Zardoz wrote: MonteQuest, you may be right about the global population never reaching seven billion.
Remember, folks, this is happening while there's still enough oil being produced to meet demand. And let's not even think about the detrimental crop-production effects of Global Warming.
MonteQuest wrote:70% of Pakistan is under 16 years of age.
47% of all Arab countries are under 15 years of age with population doubling times of 7 to 11 years...
nth wrote:It is not an energy shortage, but water shortage according to the article.
But high prices does mean lower consumption of oil in developing states.
ozkrenske wrote:These two are going to have big problems and one has nukes to threaten people with.

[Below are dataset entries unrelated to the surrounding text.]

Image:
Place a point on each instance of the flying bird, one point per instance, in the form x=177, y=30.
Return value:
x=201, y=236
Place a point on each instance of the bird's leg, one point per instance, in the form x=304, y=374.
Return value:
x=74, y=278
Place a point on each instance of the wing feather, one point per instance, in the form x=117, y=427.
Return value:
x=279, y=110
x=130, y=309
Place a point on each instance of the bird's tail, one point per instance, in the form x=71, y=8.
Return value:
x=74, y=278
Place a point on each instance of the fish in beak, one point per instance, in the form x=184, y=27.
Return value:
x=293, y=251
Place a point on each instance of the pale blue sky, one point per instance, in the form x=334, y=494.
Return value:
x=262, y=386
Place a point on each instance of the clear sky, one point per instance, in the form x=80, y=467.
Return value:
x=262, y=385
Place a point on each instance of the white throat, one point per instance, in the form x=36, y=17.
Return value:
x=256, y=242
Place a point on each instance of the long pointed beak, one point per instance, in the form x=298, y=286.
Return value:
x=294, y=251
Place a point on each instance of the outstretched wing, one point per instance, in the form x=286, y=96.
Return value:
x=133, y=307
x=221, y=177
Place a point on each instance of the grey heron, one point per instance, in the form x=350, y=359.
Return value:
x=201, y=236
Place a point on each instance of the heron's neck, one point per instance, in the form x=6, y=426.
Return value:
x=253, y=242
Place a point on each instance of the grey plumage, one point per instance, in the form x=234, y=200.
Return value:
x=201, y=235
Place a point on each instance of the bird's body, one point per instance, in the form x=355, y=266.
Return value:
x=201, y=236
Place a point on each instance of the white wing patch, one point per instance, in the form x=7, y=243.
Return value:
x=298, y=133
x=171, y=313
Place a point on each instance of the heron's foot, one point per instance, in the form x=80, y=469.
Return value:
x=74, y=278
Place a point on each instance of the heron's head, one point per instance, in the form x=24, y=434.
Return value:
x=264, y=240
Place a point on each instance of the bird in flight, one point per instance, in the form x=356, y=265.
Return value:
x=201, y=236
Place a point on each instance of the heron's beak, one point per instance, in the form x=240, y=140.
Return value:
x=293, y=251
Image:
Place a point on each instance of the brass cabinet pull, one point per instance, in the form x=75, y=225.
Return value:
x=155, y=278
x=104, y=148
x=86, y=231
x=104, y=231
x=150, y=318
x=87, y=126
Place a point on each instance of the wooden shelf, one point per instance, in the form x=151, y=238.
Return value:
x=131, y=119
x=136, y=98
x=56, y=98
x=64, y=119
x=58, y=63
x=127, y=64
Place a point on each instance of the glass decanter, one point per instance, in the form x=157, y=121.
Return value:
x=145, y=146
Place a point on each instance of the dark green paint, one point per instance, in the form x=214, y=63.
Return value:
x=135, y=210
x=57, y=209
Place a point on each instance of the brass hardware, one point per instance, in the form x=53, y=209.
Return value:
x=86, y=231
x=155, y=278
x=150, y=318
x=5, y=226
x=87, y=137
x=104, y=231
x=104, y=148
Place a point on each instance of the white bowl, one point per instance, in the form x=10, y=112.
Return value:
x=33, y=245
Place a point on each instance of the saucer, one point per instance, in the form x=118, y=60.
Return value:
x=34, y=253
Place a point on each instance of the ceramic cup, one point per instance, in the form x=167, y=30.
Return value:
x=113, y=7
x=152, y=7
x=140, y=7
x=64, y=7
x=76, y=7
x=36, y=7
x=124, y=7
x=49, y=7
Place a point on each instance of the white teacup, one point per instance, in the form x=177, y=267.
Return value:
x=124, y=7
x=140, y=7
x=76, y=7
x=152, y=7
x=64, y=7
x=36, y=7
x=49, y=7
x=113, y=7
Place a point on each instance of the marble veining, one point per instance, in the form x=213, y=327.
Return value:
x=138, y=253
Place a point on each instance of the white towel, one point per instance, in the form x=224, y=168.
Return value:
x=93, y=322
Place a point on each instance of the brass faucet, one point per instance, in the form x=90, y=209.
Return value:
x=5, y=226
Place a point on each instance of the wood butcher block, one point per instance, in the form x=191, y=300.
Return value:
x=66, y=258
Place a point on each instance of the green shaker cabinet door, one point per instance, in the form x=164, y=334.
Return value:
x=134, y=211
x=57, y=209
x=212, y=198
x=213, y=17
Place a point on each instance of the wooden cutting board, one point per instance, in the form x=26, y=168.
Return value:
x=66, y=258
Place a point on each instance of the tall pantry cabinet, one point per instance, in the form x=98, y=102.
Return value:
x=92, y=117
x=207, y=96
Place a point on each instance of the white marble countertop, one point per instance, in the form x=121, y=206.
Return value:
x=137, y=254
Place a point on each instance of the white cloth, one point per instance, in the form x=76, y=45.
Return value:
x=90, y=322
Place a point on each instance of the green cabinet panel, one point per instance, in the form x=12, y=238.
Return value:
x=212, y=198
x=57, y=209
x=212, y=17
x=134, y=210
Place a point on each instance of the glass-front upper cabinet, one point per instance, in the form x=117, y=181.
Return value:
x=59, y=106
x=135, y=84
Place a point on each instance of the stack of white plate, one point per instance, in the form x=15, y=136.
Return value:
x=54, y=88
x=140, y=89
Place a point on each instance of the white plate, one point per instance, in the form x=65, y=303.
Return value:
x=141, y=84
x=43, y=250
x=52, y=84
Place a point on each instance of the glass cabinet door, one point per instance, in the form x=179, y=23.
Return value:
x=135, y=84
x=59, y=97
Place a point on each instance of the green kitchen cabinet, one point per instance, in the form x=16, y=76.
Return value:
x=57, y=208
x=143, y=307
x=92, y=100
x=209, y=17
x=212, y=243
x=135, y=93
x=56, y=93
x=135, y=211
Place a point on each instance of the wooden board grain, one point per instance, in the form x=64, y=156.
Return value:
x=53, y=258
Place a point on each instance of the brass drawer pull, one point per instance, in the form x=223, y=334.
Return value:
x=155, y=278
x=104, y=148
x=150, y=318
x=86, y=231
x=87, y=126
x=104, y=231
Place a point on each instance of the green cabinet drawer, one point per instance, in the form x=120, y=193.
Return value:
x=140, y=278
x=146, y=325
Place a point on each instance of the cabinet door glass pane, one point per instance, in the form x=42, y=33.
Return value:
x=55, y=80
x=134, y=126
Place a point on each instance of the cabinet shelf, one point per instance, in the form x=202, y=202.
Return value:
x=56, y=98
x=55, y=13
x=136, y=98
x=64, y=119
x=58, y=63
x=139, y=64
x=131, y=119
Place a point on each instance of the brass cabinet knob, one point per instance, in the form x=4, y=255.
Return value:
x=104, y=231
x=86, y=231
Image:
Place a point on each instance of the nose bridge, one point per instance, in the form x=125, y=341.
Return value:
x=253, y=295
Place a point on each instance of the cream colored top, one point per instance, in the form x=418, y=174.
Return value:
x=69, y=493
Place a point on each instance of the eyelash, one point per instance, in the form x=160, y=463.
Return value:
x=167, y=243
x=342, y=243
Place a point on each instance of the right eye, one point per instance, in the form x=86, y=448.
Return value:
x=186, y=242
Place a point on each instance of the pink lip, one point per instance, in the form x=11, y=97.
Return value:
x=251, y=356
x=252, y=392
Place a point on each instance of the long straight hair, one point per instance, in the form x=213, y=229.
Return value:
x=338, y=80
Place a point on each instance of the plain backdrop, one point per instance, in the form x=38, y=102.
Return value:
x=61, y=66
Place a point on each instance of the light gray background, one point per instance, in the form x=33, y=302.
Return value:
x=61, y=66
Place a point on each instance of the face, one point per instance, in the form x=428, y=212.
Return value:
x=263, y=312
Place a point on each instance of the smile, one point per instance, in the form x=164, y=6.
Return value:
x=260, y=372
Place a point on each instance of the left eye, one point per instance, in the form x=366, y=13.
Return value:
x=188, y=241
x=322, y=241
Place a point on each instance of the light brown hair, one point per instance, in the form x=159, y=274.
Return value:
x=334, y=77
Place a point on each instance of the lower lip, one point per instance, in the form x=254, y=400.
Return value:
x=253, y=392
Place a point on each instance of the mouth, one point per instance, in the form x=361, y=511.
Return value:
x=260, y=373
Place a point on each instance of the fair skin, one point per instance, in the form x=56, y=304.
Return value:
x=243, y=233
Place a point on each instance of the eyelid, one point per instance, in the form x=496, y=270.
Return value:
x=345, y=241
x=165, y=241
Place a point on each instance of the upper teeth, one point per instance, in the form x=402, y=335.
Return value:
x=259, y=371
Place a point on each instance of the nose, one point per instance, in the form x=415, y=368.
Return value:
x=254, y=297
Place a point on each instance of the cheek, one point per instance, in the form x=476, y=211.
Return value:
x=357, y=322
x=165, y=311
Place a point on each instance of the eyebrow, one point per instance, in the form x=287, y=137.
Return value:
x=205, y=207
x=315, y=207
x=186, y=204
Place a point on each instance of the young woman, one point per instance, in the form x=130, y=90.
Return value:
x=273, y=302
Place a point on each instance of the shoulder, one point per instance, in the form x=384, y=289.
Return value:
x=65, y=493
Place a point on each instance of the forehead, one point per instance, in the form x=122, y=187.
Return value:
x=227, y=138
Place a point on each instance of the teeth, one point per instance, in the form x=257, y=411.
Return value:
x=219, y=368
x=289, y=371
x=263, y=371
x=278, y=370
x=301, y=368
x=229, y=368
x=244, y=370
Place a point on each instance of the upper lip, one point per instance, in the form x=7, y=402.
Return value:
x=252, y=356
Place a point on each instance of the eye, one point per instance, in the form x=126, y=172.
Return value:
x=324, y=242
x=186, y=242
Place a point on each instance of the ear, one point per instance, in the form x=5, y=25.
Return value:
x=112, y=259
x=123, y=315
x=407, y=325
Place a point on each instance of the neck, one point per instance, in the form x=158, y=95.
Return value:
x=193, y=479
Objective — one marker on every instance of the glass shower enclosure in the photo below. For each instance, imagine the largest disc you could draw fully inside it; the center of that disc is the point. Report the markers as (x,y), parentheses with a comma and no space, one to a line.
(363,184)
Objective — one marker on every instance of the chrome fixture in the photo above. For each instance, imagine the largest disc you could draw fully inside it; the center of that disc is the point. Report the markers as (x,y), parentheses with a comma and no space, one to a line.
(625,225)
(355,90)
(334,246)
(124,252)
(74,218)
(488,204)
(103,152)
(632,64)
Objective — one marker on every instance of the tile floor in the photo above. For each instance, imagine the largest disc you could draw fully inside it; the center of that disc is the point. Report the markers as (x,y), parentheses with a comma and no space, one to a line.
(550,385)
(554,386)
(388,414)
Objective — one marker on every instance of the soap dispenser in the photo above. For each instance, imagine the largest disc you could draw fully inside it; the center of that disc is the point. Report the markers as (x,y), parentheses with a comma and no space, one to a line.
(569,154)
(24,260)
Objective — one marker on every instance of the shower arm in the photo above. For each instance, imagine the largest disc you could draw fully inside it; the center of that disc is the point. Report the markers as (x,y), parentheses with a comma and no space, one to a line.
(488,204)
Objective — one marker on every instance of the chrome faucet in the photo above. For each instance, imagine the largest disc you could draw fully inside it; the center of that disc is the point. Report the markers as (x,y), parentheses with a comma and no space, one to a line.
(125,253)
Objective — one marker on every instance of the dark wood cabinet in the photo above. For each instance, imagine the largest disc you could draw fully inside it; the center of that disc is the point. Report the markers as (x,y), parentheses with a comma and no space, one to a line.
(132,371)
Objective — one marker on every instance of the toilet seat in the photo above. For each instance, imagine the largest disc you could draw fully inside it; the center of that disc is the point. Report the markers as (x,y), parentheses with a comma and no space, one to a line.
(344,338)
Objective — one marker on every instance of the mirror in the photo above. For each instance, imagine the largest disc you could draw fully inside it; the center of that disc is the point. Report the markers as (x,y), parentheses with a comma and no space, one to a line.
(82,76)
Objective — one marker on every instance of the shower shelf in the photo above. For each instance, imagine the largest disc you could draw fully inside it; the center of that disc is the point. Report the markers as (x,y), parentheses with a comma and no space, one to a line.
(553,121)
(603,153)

parsifal wrote:I read about the Ogallala depeleting well over ten years ago... people are on the move from their dying countires. PO is a great symbol of eveything coming undone. I place my hand on my heart and say a silent prayer before each meal.
"A days wages for a cup of wheat."
-Book of Revelation
TITAN wrote:nth wrote:It is not an energy shortage, but water shortage according to the article.
But high prices does mean lower consumption of oil in developing states.
When it comes to farming, less oil for producing fertilizer can be dealt with, water shortages is a FAR worse problem.
"For hungry kids, 'backpack clubs' try to fill gap
...
"Without this food, I don't know what we would do," says their mother, Karen Lozano. In a town [TYLER, Texas] where the oil boom once created dozens of millionaires and where azaleas and roses now attract tourists, Ms. Lozano, 41, and her two youngest children sit in a living room beneath a bare light bulb dangling from the ceiling.
...
Cody and Cherokee are members of the Backpack Club at Douglas Elementary School. Every Friday during the school year, just before the final bell, they and 70 schoolmates from low-income families rush into the auditorium and wait in line for backpacks filled with food. In the past year, thousands of other children have begun forming similar Friday afternoon lines in schools across 30 states, from big cities like Chicago, to postcard places like Sonoma County, Calif., to rural hamlets surrounded by corn and wheat fields like Hawkeye, Iowa.
...
The Second Harvest survey also paints a portrait of the hungry at odds with common stereotypes: Only 12 percent of those served by the nation's food banks are homeless; 93 percent are American citizens; 40 percent are white; nearly half live in rural or suburban areas; and, more than one-third of the hungry households have at least one working adult.
"
dukey wrote:i dont think we are at peak food production yet
UK has quite a lot of land which farmers are actually paid to do nothing with it. Ie not to grow crops on it, in a bid to stop the massive over production of food which used to happen in europe due to the CAP scheme. I think the same is probably true for the rest of europe.